Thursday, February 27, 2014

SPRING BREAK 2014: Getting Bikini Ready

February 27th, 2014
        
         With Spring Break fast approaching, I (as well as many others) have put off getting in shape until the last minute. I'm naturally skinny to start with, so I (personally) see results very quick, but for others, it could take months. So I decided to put together a couple quick and easy workouts to get in shape and get the bikini body you've always wanted. I'll be dividing this up into parts, meaning what part of the body the exercise focuses on.

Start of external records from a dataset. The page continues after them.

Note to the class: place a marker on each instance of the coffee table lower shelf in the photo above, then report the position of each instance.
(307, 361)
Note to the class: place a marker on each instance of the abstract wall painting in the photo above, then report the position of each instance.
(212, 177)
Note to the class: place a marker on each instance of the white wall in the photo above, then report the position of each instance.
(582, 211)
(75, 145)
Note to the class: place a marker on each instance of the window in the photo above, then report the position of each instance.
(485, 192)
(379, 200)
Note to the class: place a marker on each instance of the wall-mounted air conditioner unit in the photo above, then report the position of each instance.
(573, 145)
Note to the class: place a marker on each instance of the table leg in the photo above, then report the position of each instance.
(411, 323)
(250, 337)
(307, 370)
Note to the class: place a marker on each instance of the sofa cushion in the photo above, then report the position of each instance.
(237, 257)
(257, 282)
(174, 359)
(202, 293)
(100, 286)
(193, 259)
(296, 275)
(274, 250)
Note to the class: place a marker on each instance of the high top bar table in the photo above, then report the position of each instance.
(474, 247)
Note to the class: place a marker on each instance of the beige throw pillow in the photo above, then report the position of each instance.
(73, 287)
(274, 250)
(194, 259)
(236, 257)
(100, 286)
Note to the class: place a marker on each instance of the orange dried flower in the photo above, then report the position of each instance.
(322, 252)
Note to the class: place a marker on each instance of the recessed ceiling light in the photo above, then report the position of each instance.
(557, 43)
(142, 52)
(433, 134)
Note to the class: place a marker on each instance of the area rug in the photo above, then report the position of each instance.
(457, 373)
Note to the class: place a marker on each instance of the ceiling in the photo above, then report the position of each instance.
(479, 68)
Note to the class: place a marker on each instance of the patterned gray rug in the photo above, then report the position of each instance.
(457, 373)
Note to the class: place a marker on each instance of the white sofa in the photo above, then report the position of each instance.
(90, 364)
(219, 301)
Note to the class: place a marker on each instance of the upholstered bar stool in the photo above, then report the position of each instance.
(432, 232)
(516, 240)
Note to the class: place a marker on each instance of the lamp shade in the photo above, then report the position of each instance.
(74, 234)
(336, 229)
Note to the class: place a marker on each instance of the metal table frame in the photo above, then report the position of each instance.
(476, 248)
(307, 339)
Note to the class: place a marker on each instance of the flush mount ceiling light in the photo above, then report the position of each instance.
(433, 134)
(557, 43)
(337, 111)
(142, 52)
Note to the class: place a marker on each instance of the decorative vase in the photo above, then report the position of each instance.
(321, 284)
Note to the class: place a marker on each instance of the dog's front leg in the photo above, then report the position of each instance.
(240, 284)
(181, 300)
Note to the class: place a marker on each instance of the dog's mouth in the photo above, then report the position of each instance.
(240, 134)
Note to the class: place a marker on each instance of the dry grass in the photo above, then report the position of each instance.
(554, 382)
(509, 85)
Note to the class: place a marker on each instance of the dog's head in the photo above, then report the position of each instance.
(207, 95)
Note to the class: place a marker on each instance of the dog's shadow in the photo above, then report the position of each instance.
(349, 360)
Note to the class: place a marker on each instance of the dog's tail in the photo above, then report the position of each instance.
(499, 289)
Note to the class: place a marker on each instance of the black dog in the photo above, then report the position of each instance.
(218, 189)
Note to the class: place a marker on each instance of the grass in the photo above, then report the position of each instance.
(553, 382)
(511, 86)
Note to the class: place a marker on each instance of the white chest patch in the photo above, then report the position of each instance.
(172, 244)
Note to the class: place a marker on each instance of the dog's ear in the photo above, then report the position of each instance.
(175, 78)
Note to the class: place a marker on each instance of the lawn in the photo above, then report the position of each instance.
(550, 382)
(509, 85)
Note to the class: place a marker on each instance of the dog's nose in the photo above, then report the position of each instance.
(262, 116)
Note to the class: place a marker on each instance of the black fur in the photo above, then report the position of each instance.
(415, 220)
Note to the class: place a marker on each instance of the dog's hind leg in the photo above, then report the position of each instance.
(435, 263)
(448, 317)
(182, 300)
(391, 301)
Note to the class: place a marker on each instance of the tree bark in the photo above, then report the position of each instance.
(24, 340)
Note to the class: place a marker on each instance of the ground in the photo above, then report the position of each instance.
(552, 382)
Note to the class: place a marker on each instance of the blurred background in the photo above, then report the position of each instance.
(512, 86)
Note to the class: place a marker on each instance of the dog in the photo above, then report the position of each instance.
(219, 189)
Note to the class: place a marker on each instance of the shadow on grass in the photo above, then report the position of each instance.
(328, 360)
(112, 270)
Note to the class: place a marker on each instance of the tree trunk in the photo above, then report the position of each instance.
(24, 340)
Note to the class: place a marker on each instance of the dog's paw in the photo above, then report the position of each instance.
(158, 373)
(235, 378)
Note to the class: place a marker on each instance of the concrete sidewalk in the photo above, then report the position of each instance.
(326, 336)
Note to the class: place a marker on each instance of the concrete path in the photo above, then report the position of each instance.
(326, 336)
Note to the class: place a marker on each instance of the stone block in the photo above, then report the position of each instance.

** THE ONE MINUTE RULE: When you start feeling like you can't hold it anymore or you feel a burn and your legs/arms feel like jell-o, go for one more minute to really make the exercise work.**

ARMS:

  • Planks
               This can actually work your arms and core. The key is to be COMPLETELY flat. Have a spotter if that helps you, otherwise look in a mirror or in anything that you can see your reflection. To start out, I like to hold it for 30 seconds, then build up the time as you feel more and more comfortable. Just know if you aren't pushing yourself, its not doing anything for you. 

  • Push Ups

              Pretty self explanatory. Start with 20 and build that up. Add on 5-10 each day to push yourself. If you're sore, you're doing it right.

  • Side Planks
              Lay on your side, now use your legs and arms to push yourself up, your entire right/left side should be in a straight line. Now extend your arm that is NOT supporting you straight up so you are making a 't' shape. Hold for 30 seconds and build on 10-15 seconds each day.

CORE:
  • Planks and Side Planks
             (See 'Arms' section above)

  • 'L' sit ups
             I'm not quite sure what the correct name for these are, but basically you lay on your back, and put your legs straight up in the air. MAKE SURE YOUR KNEES ARE NOT BENT. Also, make sure you are not resting your legs on a wall or door. To get the full affect, you have to be holding your legs up on your own. Now, do sit ups, as you normally would. Start for 30 seconds and build up the time as you feel more comfortable. Try to use the One Minute rule for these too. If 1 minute feels too long, keep going for an additional 30-45 seconds.

LEGS:

  • Wall Sits
            Find a wall with nothing on it, now leaning against the wall, bend your legs so they are at a 90 degree angle, you'll notice this is the position you would be in if you were actually sitting in a chair. Hold for 30 seconds and build up the time. The One Minute rule should be rather easy to apply here.
  • Bicycles
           Lay on the ground on your back, bend your legs and lift your feet off the ground. Now move your (flexed) feet and legs in the motion you would as if you're peddling a bike. Start with however many you can do, then when you feel tired out, apply the One Minute Rule. (I'm not 100% sure what is normal to start at for this, the first time I tried to do these, I did 500 effortlessly, so either they're easy, or I have strong legs, which wouldn't be a surprise considering the sport I play involves a lot of leg work.)

BUTT:
  • Squats
           Pretty self explanatory, this is the most common butt exercise. Try spreading your feet farther apart and closer together after each set, you'll feel the difference. Make sure you go down where are knees are at a 90 degree angle, going all the way down does nothing for you. Hold 1-2 seconds when your knees are at a 90 degree angle. To make this harder, add weights.
  • Kardashian Butt Exercise
            I saw this in a magazine awhile ago about how Kim and Khloe get their butts. Go down on all fours, (use one leg at a time for this, do NOT switch.) Extend one leg straight back, then swing it around to the side, then fold it back in. Continue doing this WITHOUT LETTING YOUR FEET/LEGS TOUCH THE GROUND!! Start at 30 seconds or 1 minute and build on 15-30 seconds each day.
  • Wall Sits
         (See the above 'Legs'section.) 
I hope you all have a fabulous Spring Break!
xoxo
DISCLAIMER: I am NOT a fitness specialist, this is what I do, I'm not saying you have to do this or that this will work for you. This is just what has worked for you. Do not push yourself farther than what you can handle.